Who screamed. Who was stronger. Who called whom what and when and why are all details to warm the heart of a cable news producer with 24 hours to fill. Strip them all away and the truth remains that Martin's heart would still be beating if Zimmerman had not chased him down and shot him.
There is no doubt about who the aggressor was here. The only reason the two interacted at all, physically or otherwise, is that Zimmerman believed it was his civic duty to apprehend an innocent teenager who caused suspicion by his existence alone.
Gary Younge
("Open Season on Black Boys after a Verdict Like This")
14 June 2013
Quotation of the Day
It is one thing for rich people to believe intellectually that everyone depends on them. In reality, it is they who are the moochers and looters, who depend on an entire system of low-wage workers for their luxurious lifestyles.

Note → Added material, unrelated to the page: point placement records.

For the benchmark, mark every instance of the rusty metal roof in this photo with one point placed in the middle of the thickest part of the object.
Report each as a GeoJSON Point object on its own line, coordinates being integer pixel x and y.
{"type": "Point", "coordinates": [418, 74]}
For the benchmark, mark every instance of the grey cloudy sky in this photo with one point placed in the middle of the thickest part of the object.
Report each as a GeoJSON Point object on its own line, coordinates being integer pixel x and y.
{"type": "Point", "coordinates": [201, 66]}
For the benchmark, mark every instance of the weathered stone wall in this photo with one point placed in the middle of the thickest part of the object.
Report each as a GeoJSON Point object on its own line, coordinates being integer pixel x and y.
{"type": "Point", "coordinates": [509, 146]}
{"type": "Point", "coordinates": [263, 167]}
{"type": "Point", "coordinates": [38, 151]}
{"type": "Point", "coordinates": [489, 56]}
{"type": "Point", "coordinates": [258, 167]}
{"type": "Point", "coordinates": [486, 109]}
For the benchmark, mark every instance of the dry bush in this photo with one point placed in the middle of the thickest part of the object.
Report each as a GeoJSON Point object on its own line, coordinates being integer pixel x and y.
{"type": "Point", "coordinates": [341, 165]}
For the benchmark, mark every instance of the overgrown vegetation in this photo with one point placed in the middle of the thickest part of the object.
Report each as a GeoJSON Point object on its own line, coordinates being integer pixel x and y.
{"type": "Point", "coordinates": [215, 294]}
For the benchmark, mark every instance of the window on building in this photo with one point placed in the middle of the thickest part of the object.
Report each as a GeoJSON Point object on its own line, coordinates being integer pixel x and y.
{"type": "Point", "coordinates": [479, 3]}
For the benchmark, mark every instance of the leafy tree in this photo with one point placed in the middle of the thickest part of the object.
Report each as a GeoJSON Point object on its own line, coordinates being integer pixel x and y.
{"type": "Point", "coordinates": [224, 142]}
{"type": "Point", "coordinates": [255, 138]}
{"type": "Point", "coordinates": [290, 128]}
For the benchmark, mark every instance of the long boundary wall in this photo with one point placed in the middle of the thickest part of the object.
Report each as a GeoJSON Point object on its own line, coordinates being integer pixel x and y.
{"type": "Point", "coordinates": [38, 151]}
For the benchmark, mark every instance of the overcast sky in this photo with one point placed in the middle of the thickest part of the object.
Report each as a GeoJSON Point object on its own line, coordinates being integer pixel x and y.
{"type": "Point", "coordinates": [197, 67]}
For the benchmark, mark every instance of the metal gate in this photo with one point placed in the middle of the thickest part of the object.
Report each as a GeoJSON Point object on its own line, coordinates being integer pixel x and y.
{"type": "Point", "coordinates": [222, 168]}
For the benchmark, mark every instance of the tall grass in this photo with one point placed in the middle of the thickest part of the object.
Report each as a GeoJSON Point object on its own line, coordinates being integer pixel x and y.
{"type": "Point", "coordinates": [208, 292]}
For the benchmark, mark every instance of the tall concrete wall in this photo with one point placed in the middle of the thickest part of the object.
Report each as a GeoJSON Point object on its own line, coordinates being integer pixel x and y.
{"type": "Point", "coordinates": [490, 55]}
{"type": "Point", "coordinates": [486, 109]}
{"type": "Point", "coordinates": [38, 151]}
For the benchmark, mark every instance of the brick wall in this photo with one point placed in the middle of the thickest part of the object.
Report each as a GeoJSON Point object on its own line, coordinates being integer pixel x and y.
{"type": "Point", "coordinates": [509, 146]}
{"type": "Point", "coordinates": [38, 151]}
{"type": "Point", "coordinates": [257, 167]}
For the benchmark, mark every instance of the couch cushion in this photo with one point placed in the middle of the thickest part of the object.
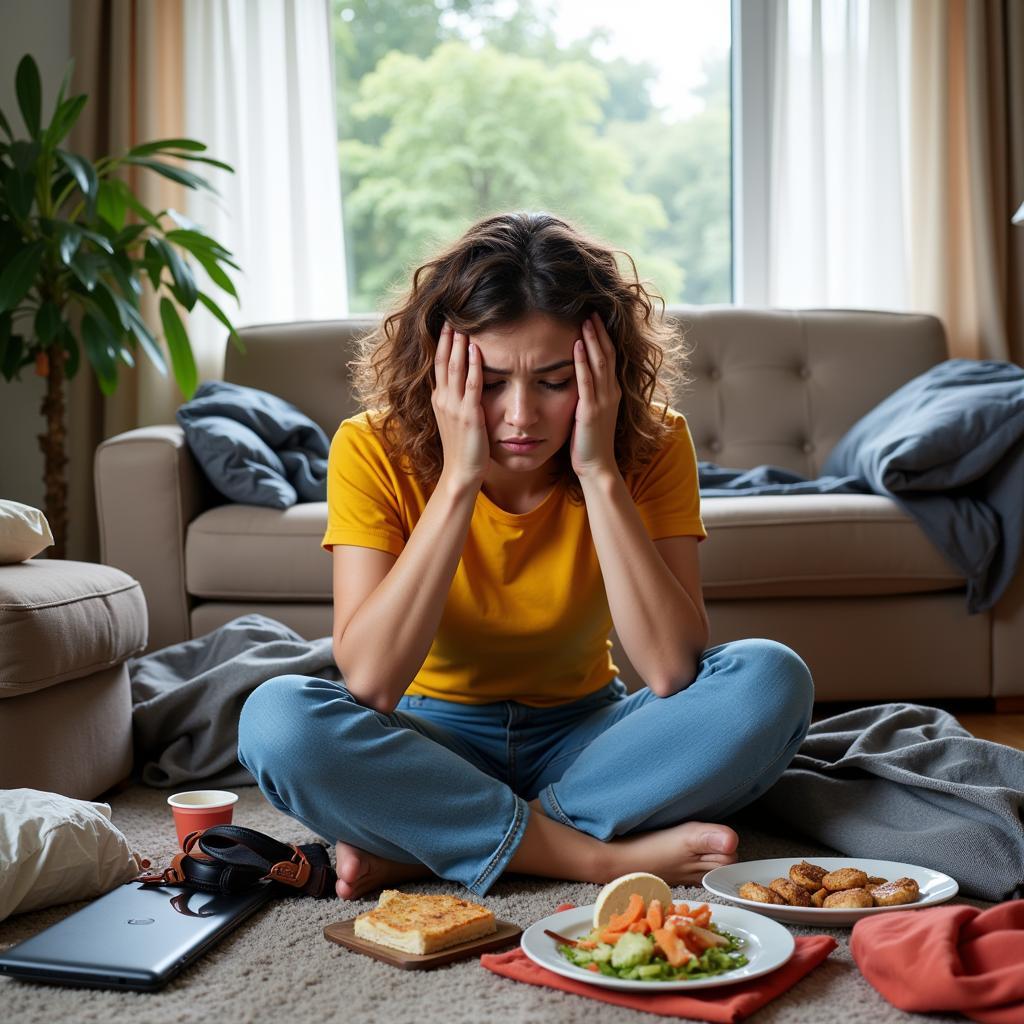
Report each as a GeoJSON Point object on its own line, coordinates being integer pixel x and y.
{"type": "Point", "coordinates": [785, 546]}
{"type": "Point", "coordinates": [817, 545]}
{"type": "Point", "coordinates": [245, 551]}
{"type": "Point", "coordinates": [61, 620]}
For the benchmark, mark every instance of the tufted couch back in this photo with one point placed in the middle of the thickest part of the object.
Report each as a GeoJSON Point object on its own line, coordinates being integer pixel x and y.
{"type": "Point", "coordinates": [768, 386]}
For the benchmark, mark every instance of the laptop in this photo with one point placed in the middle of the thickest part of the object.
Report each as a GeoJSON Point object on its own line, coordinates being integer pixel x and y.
{"type": "Point", "coordinates": [134, 937]}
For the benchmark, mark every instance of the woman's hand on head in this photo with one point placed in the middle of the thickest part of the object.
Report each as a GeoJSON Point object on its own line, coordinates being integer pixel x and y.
{"type": "Point", "coordinates": [456, 400]}
{"type": "Point", "coordinates": [593, 444]}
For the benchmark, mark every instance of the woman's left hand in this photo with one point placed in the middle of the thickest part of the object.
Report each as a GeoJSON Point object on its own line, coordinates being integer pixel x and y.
{"type": "Point", "coordinates": [593, 444]}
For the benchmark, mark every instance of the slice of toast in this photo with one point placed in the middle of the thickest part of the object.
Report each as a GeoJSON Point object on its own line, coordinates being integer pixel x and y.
{"type": "Point", "coordinates": [423, 924]}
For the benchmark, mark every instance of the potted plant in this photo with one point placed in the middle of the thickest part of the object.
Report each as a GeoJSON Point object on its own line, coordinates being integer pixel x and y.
{"type": "Point", "coordinates": [76, 244]}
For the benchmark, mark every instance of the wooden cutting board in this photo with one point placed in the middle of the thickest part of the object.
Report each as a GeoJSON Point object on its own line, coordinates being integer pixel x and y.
{"type": "Point", "coordinates": [343, 932]}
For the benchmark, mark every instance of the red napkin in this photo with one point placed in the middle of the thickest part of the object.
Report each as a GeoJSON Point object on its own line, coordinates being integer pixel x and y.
{"type": "Point", "coordinates": [947, 957]}
{"type": "Point", "coordinates": [727, 1005]}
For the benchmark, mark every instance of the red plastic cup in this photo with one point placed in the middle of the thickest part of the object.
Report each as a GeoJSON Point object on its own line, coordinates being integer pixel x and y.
{"type": "Point", "coordinates": [201, 809]}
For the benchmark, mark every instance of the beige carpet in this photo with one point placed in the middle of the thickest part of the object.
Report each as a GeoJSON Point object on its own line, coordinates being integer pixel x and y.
{"type": "Point", "coordinates": [278, 967]}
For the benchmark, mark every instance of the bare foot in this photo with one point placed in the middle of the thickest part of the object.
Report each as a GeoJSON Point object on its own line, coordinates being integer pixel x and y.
{"type": "Point", "coordinates": [681, 854]}
{"type": "Point", "coordinates": [360, 872]}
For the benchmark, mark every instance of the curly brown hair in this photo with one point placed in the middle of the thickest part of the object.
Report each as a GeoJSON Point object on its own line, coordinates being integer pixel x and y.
{"type": "Point", "coordinates": [503, 269]}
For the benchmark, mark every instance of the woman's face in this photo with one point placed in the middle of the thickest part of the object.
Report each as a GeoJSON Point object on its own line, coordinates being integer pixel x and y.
{"type": "Point", "coordinates": [529, 389]}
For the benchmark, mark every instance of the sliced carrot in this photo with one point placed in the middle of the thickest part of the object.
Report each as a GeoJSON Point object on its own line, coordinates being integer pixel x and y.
{"type": "Point", "coordinates": [655, 915]}
{"type": "Point", "coordinates": [700, 914]}
{"type": "Point", "coordinates": [620, 922]}
{"type": "Point", "coordinates": [698, 939]}
{"type": "Point", "coordinates": [673, 947]}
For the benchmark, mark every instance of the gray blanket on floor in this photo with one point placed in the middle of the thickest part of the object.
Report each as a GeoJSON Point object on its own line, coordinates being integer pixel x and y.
{"type": "Point", "coordinates": [186, 698]}
{"type": "Point", "coordinates": [892, 781]}
{"type": "Point", "coordinates": [901, 781]}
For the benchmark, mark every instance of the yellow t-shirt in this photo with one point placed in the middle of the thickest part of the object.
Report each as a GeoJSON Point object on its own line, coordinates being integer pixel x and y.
{"type": "Point", "coordinates": [526, 617]}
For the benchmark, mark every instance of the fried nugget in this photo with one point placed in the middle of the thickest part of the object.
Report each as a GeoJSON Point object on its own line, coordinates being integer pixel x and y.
{"type": "Point", "coordinates": [896, 893]}
{"type": "Point", "coordinates": [844, 878]}
{"type": "Point", "coordinates": [807, 876]}
{"type": "Point", "coordinates": [848, 899]}
{"type": "Point", "coordinates": [794, 895]}
{"type": "Point", "coordinates": [759, 893]}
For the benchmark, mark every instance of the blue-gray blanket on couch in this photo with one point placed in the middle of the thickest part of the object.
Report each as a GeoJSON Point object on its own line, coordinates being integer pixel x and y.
{"type": "Point", "coordinates": [948, 449]}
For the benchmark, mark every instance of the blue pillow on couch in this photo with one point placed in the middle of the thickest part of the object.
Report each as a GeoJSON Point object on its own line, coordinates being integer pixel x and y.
{"type": "Point", "coordinates": [255, 448]}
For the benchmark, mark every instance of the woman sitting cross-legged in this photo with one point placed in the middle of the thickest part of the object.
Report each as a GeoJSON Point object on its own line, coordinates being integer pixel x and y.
{"type": "Point", "coordinates": [517, 484]}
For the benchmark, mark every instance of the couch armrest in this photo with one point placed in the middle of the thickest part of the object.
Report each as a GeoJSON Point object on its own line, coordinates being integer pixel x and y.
{"type": "Point", "coordinates": [1008, 641]}
{"type": "Point", "coordinates": [148, 488]}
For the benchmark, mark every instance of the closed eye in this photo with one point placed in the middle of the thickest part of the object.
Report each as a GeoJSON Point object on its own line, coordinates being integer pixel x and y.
{"type": "Point", "coordinates": [550, 385]}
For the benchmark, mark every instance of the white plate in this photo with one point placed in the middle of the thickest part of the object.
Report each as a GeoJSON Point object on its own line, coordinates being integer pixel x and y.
{"type": "Point", "coordinates": [766, 946]}
{"type": "Point", "coordinates": [725, 882]}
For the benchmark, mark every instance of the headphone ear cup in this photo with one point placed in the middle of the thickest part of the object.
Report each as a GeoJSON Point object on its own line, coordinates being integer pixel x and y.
{"type": "Point", "coordinates": [211, 876]}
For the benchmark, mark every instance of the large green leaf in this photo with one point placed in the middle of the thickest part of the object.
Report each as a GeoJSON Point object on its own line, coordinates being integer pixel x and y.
{"type": "Point", "coordinates": [86, 266]}
{"type": "Point", "coordinates": [111, 203]}
{"type": "Point", "coordinates": [19, 274]}
{"type": "Point", "coordinates": [30, 93]}
{"type": "Point", "coordinates": [134, 205]}
{"type": "Point", "coordinates": [174, 173]}
{"type": "Point", "coordinates": [71, 238]}
{"type": "Point", "coordinates": [181, 354]}
{"type": "Point", "coordinates": [102, 297]}
{"type": "Point", "coordinates": [216, 272]}
{"type": "Point", "coordinates": [179, 271]}
{"type": "Point", "coordinates": [133, 320]}
{"type": "Point", "coordinates": [101, 354]}
{"type": "Point", "coordinates": [219, 313]}
{"type": "Point", "coordinates": [166, 143]}
{"type": "Point", "coordinates": [197, 242]}
{"type": "Point", "coordinates": [121, 265]}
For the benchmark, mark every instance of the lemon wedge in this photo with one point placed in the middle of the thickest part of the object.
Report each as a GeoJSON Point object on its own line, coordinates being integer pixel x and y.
{"type": "Point", "coordinates": [614, 897]}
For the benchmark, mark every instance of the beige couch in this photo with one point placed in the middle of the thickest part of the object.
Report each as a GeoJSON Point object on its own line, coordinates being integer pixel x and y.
{"type": "Point", "coordinates": [848, 581]}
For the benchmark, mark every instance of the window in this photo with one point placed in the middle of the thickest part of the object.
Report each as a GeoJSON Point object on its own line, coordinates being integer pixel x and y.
{"type": "Point", "coordinates": [614, 115]}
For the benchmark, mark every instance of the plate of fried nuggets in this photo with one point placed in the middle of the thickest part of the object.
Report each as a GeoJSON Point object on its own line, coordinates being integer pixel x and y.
{"type": "Point", "coordinates": [828, 891]}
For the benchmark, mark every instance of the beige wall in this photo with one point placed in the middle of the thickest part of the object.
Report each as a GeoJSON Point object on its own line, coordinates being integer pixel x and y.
{"type": "Point", "coordinates": [41, 28]}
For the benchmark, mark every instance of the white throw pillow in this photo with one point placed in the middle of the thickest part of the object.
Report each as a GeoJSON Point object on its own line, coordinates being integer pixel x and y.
{"type": "Point", "coordinates": [57, 850]}
{"type": "Point", "coordinates": [24, 531]}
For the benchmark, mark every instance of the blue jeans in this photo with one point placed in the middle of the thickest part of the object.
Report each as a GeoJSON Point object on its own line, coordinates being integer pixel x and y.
{"type": "Point", "coordinates": [448, 783]}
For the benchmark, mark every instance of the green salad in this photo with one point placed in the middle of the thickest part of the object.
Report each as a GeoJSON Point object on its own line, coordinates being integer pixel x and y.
{"type": "Point", "coordinates": [633, 958]}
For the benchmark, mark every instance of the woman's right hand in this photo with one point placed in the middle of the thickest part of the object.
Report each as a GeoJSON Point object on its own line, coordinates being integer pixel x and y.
{"type": "Point", "coordinates": [456, 400]}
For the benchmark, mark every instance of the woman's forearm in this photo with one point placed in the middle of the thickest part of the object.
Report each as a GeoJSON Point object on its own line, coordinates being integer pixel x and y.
{"type": "Point", "coordinates": [387, 640]}
{"type": "Point", "coordinates": [659, 626]}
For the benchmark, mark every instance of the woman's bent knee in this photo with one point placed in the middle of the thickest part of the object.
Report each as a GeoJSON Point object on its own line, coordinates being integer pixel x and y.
{"type": "Point", "coordinates": [272, 725]}
{"type": "Point", "coordinates": [775, 674]}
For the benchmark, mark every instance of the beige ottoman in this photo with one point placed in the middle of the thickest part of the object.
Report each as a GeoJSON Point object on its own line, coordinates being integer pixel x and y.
{"type": "Point", "coordinates": [66, 631]}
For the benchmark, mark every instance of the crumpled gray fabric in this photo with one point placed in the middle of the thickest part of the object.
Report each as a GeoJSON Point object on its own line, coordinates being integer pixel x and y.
{"type": "Point", "coordinates": [902, 781]}
{"type": "Point", "coordinates": [893, 781]}
{"type": "Point", "coordinates": [186, 698]}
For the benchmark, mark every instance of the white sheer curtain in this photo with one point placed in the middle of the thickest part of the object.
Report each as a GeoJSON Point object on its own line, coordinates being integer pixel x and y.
{"type": "Point", "coordinates": [839, 183]}
{"type": "Point", "coordinates": [259, 91]}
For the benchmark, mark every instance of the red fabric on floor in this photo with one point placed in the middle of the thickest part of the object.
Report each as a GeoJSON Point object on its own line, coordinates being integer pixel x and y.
{"type": "Point", "coordinates": [947, 958]}
{"type": "Point", "coordinates": [727, 1004]}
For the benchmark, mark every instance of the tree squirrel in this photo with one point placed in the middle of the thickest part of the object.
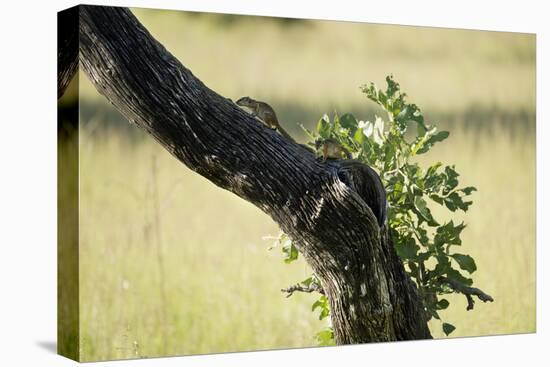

Mano Singham (“Threatening to Go Galt, Again”)
10 May 2013
Quotation of the Day
DC is the heroes you want to be, Marvel is the heroes you would probably be. You want to be Superman, but chances are you will be the Hulk and struggling with his rage…
Avicenna (“A Voice for Me – Once a Good Girl Goes Bad”)
23 March 2013
Quotation of the Day
It’s when things blow up that it becomes impossible not to notice that women get treated scarily, threateningly and very specifically worse. And THAT’s what SendGrid capitulated to. Their actions have been cowardly and intellectually dishonest. They could learn something from the employee they just cut loose.
Rachel Sklar according to Business Insider
28 February 2013
Quotation of the Day
I came from nothing and will die with nothing but my dignity. So why not use my life for good?
attributed to Marco McMillan
21 February 2013
Observation for the Day
… rather than making things better, our current method of handling economic problems—this Reagan-esque belief that if sufficiently pumped full of cash, businesses will explode into wealth for all—is making the world worse for us, not better. The longer we continue to delude ourselves into thinking that if we just keep ruining things more, then somehow it’ll come full circle and start to improve, the longer it’s going to take us to pull out of our nosedive, and the further apart the haves will get from the have-nots.